Le service de conseil étant juridiquement distinct de l’intermédiation, permettre de qualifier une recherche de regroupement de crédits de « conseil indépendant » pourrait créer une difficulté.
Un professionnel pourrait être tenté de présenter comme une prestation autonome de conseil ce qui constitue en réalité la recherche et le montage d’une opération de regroupement de crédits.
Il pourrait alors chercher à facturer son intervention avant même la réalisation effective du financement.
L’exclusion prévue par L.519-1-1 ferme cette possibilité dans le cadre juridique du service de conseil indépendant.
Elle contribue donc à maintenir une frontière claire entre le conseil indépendant et l’intermédiation en regroupement de crédits.
Le maintien de l’exclusion en 2026 est probablement le signal le plus important
L’exclusion de 2016 pouvait éventuellement être considérée comme une particularité historique de la transposition de la DCI.
Mais son maintien en 2026 est beaucoup plus significatif.
La DCC2 conduit la France à revoir profondément la réglementation du crédit à la consommation.
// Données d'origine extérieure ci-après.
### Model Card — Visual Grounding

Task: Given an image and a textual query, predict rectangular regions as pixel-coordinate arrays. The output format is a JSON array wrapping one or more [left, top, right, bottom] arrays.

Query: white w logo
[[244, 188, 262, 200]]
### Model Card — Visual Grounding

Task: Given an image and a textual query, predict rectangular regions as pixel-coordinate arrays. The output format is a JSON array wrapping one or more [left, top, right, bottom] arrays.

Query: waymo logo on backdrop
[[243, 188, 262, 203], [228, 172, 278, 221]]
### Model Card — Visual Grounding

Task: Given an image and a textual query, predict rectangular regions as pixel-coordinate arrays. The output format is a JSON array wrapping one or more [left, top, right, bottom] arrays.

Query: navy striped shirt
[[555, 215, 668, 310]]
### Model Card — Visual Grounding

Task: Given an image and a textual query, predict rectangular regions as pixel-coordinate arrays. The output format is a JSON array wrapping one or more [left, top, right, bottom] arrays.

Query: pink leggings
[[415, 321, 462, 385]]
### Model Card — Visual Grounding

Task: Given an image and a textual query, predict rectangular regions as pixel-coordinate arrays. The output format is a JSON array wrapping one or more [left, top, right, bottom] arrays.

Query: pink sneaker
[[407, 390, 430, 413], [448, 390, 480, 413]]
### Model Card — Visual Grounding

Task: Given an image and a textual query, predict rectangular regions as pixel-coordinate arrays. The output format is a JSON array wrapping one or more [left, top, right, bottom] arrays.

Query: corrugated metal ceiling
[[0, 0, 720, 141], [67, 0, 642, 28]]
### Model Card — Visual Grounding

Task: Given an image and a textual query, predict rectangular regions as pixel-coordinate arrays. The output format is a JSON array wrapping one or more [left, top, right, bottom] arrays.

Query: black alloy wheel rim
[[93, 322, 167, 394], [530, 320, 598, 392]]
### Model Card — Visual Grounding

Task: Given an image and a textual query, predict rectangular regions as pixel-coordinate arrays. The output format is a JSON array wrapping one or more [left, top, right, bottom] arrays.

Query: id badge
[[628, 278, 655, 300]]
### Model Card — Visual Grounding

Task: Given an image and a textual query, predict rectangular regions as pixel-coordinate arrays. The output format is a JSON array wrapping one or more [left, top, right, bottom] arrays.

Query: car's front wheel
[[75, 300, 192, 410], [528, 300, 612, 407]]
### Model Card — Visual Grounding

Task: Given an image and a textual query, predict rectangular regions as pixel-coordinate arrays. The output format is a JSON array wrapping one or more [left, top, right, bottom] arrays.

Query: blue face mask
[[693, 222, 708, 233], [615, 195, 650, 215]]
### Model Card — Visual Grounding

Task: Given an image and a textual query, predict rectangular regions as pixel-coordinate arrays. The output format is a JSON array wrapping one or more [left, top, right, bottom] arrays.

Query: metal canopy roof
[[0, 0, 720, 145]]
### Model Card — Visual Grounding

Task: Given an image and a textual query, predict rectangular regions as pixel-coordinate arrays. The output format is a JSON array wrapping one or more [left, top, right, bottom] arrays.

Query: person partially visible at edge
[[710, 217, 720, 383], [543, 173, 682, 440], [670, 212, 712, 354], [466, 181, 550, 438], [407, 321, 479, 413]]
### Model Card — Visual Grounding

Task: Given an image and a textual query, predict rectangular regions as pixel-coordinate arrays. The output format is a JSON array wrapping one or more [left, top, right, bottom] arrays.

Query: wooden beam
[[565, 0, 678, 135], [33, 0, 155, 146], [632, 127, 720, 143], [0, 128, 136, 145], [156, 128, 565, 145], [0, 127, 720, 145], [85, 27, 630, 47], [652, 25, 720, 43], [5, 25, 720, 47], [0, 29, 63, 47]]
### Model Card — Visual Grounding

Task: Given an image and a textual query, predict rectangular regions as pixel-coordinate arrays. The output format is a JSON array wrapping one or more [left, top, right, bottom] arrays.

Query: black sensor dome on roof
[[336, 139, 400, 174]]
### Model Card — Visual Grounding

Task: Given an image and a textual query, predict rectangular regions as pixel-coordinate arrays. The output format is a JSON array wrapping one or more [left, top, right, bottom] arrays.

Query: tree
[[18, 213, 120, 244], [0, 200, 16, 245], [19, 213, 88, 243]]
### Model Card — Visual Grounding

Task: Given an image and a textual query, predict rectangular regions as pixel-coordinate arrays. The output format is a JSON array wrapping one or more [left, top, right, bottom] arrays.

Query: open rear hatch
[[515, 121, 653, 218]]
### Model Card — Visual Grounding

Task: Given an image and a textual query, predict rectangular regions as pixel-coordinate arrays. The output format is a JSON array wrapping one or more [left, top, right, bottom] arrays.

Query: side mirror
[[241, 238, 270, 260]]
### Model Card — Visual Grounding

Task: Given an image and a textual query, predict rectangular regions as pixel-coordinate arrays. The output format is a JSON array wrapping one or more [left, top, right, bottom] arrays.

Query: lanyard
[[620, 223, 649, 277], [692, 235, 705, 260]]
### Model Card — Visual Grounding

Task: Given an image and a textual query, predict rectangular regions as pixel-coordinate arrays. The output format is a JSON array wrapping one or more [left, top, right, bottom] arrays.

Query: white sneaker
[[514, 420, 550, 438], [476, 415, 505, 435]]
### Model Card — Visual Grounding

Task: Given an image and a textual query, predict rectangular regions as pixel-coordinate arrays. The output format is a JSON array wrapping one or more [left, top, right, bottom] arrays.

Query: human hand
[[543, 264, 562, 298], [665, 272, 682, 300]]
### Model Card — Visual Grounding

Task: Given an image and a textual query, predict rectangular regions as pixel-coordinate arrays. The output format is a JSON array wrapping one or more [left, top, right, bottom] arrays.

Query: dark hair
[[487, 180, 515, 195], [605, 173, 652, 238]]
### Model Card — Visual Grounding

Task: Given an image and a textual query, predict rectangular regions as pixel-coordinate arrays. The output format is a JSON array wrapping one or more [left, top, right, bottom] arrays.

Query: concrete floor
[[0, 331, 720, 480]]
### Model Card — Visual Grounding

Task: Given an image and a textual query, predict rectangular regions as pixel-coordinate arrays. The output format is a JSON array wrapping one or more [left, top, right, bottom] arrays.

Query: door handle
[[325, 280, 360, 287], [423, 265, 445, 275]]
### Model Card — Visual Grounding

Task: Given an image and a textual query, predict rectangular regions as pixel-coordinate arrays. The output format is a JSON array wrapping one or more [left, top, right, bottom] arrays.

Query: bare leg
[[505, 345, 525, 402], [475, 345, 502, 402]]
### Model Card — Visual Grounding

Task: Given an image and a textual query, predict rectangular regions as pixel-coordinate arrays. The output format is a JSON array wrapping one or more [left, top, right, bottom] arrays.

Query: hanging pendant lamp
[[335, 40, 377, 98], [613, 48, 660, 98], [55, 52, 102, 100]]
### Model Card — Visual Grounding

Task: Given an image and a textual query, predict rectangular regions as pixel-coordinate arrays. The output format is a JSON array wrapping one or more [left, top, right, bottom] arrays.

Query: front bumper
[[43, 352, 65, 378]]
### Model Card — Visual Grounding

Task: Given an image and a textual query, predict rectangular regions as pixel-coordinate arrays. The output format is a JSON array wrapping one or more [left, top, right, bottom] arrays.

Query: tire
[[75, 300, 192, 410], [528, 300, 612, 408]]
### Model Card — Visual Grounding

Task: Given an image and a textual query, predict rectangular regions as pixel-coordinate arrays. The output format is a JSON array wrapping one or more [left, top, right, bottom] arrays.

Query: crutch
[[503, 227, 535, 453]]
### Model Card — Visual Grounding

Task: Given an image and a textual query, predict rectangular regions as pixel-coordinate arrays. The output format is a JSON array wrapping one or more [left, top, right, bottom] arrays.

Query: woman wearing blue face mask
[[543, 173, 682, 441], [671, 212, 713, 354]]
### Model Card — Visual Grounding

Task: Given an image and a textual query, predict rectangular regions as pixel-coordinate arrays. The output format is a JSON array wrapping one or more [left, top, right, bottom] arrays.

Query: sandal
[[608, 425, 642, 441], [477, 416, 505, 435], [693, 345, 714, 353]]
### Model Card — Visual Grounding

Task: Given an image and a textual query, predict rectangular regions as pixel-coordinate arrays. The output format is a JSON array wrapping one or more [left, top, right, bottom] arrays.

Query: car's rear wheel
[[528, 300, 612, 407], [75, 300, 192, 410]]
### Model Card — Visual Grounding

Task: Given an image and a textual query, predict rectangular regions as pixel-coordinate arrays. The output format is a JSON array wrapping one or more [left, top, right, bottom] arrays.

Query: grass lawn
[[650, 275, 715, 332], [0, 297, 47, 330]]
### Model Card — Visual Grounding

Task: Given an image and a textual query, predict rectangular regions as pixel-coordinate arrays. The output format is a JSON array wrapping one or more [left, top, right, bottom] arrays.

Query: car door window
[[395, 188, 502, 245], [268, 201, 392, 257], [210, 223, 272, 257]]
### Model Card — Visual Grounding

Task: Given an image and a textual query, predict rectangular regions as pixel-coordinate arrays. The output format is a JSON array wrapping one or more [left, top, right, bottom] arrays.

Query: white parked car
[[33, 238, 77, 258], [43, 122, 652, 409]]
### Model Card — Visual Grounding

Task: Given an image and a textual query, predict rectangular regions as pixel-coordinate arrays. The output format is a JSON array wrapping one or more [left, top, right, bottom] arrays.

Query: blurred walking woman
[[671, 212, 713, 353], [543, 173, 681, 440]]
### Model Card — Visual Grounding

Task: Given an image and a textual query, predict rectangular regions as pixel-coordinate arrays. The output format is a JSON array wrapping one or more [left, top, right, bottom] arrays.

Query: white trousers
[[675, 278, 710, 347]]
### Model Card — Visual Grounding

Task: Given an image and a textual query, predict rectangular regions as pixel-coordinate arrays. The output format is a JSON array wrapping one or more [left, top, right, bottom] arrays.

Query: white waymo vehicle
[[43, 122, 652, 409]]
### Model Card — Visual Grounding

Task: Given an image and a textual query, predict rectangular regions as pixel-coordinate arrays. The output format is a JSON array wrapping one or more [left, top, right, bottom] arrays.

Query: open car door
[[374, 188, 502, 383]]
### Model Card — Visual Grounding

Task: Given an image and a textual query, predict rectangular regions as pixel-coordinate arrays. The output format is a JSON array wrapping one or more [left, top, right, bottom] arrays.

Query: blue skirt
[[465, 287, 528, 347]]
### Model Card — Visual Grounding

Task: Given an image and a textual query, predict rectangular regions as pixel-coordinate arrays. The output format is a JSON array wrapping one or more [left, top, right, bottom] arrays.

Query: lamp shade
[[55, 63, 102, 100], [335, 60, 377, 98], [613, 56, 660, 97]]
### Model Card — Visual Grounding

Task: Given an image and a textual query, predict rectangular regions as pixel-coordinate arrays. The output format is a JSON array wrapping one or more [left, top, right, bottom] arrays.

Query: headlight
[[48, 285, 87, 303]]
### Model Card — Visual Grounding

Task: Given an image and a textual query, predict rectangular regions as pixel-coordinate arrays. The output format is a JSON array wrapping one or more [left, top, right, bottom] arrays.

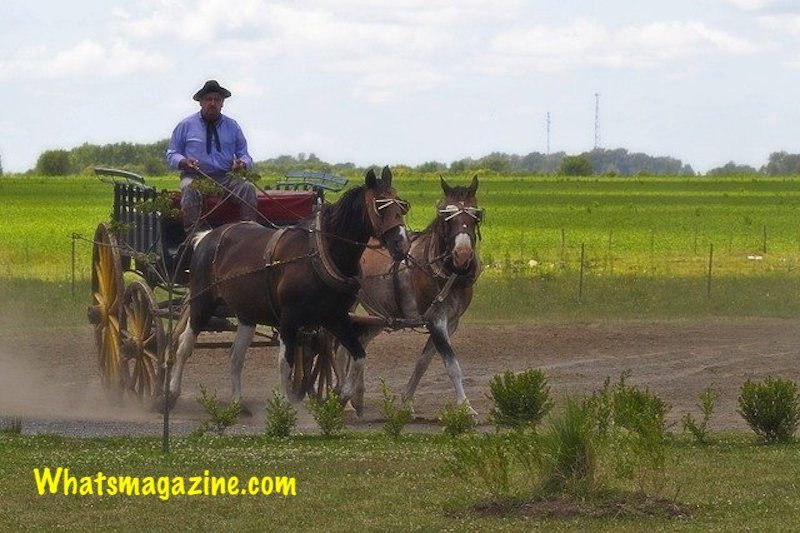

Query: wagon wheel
[[88, 223, 124, 390], [120, 280, 165, 400]]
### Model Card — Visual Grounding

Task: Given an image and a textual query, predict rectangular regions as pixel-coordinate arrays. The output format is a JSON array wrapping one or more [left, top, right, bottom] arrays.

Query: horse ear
[[364, 169, 378, 189], [381, 165, 392, 185], [439, 176, 451, 196], [469, 174, 478, 196]]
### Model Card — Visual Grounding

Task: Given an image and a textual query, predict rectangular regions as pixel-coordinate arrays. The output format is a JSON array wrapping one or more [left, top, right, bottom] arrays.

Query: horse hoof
[[153, 393, 178, 415], [350, 396, 364, 418]]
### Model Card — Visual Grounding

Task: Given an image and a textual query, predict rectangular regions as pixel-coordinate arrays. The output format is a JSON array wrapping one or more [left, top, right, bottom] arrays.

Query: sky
[[0, 0, 800, 172]]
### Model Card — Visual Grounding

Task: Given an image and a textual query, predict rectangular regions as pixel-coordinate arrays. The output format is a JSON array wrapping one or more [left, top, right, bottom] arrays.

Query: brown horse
[[336, 176, 483, 414], [169, 167, 409, 410]]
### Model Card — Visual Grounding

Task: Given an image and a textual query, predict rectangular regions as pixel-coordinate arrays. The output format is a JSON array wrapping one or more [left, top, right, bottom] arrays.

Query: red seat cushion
[[173, 190, 317, 226]]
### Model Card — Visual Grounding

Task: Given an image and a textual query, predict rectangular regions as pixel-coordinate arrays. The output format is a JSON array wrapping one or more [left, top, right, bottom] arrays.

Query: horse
[[169, 167, 410, 412], [334, 176, 484, 416]]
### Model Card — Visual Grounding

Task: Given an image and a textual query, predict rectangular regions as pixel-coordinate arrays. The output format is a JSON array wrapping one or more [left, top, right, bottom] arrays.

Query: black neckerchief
[[203, 119, 222, 154]]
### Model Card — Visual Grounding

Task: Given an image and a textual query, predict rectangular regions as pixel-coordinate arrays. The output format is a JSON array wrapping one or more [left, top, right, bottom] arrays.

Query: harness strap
[[309, 211, 361, 293]]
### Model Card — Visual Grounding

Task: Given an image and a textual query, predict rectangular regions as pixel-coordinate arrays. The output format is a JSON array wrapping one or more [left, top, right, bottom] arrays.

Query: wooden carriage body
[[88, 168, 347, 398]]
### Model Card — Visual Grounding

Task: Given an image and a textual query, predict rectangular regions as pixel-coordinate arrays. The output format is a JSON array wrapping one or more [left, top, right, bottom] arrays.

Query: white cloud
[[479, 19, 759, 73], [726, 0, 776, 11], [0, 39, 170, 79]]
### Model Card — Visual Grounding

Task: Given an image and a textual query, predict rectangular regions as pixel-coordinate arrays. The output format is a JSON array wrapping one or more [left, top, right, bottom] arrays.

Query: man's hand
[[178, 158, 200, 170]]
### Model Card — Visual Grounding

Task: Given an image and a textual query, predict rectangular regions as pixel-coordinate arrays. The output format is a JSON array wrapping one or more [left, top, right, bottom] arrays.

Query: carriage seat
[[172, 190, 318, 227]]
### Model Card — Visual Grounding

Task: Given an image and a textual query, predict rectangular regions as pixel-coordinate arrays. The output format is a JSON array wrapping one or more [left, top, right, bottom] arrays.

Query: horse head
[[364, 166, 411, 261], [438, 176, 484, 272]]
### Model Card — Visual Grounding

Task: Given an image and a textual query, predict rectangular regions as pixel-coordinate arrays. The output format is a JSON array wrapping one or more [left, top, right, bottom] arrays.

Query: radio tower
[[594, 93, 600, 150], [547, 111, 550, 155]]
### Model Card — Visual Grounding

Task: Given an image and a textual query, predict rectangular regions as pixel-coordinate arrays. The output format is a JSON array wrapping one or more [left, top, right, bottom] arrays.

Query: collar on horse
[[309, 210, 361, 293]]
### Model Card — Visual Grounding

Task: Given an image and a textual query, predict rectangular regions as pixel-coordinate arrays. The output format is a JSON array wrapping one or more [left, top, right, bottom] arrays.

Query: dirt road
[[0, 319, 800, 435]]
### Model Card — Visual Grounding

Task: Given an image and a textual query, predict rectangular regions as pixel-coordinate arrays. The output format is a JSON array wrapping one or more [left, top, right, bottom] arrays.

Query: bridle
[[364, 189, 410, 242], [439, 202, 486, 246]]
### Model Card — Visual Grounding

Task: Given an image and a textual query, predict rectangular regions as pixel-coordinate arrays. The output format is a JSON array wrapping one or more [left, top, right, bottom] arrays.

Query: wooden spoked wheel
[[88, 224, 124, 390], [120, 280, 165, 400]]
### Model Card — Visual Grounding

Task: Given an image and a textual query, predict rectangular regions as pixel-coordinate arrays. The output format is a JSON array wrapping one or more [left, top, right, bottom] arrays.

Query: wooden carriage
[[88, 168, 347, 399]]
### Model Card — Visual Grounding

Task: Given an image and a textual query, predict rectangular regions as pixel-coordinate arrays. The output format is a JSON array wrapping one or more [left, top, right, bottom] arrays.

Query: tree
[[414, 161, 447, 172], [761, 152, 800, 176], [36, 150, 72, 176], [559, 154, 594, 176], [706, 161, 758, 176]]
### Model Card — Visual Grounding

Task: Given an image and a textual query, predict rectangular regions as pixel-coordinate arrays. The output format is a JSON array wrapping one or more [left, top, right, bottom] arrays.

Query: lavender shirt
[[167, 111, 253, 178]]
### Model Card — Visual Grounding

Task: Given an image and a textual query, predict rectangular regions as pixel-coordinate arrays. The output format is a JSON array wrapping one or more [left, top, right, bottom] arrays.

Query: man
[[167, 80, 258, 233]]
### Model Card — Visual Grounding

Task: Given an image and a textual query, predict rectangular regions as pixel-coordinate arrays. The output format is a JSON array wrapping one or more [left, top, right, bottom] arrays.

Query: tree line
[[14, 139, 800, 176]]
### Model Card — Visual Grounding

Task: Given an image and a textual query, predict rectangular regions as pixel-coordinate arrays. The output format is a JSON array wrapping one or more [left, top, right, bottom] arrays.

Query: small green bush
[[0, 416, 22, 435], [543, 399, 597, 494], [444, 435, 512, 498], [264, 390, 297, 437], [489, 369, 553, 429], [381, 378, 414, 440], [737, 376, 800, 444], [439, 402, 477, 437], [584, 371, 670, 491], [306, 391, 344, 437], [682, 387, 719, 444], [197, 385, 242, 435]]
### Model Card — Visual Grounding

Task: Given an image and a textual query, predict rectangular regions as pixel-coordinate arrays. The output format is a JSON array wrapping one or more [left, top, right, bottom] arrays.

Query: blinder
[[375, 198, 411, 215]]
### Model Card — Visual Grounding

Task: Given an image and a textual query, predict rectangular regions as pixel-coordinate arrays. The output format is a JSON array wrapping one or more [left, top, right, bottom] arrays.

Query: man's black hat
[[192, 80, 231, 102]]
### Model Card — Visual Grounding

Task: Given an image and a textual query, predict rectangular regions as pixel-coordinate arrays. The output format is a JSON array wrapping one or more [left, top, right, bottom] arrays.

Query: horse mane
[[322, 185, 365, 239]]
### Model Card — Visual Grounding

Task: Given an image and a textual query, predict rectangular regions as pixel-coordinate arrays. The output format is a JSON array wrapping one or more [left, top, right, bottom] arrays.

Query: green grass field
[[0, 170, 800, 320]]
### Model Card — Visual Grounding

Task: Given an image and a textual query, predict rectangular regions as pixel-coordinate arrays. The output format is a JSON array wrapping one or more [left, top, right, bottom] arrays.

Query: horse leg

Le rapport accompagnant l’ordonnance du 3 septembre 2025 rappelle d’ailleurs que la réforme répond aux transformations du marché du crédit et à l’évolution des comportements des consommateurs.
Le législateur a donc réexaminé L.519-1-1.
Il a choisi d’élargir le conseil aux crédits à la consommation.
Mais il a conservé expressément l’exclusion des regroupements de crédits.
Ce choix ne paraît donc pas accidentel.
Une exclusion qui doit être comprise par les professionnels
Pour les IOBSP, la leçon est importante.
À compter du 20 novembre 2026, le développement du conseil indépendant en crédit à la consommation pourrait conduire certains professionnels à réfléchir à de nouveaux modèles de rémunération.
Mais le regroupement de crédits demeure en dehors de ce dispositif.
Il ne faudrait donc pas transformer artificiellement une mission de recherche ou de montage d’un regroupement de crédits en « prestation de conseil indépendant » afin de facturer une étude au consommateur.
Au-delà du texte, l’enjeu est celui de la protection d’une clientèle qui peut parfois être particulièrement fragile.
Pourquoi le regroupement de crédits reste-t-il exclu ? Une réponse finalement cohérente
Nous ne pouvons pas affirmer que le législateur français a officiellement exclu le regroupement de crédits pour empêcher la « facturation de l’espoir ».
Aucune motivation aussi explicite n’a été retrouvée dans les textes consultés.
Mais plusieurs éléments convergent.
Le regroupement de crédits peut concerner des consommateurs en difficulté.
Sa faisabilité est particulièrement dépendante du profil de l’emprunteur et des politiques de risque des prêteurs.
Le conseil indépendant permet, lui, de rémunérer une prestation intellectuelle distinctement de l’intermédiation.
Et parallèlement, la DCC2 organise pour les consommateurs rencontrant des difficultés financières un autre dispositif : le conseil aux personnes endettées, fourni gratuitement ou à coût limité et par des structures indépendantes des prêteurs et intermédiaires.
L’ensemble forme une architecture assez cohérente.
Le conseil indépendant peut être rémunéré lorsqu’il consiste à aider un consommateur à choisir un crédit.
Mais lorsqu’il s’agit de rechercher une restructuration d’un endettement existant, le législateur français maintient le regroupement de crédits en dehors de ce modèle.
Une distinction que les professionnels devront parfaitement maîtriser à compter du 20 novembre 2026.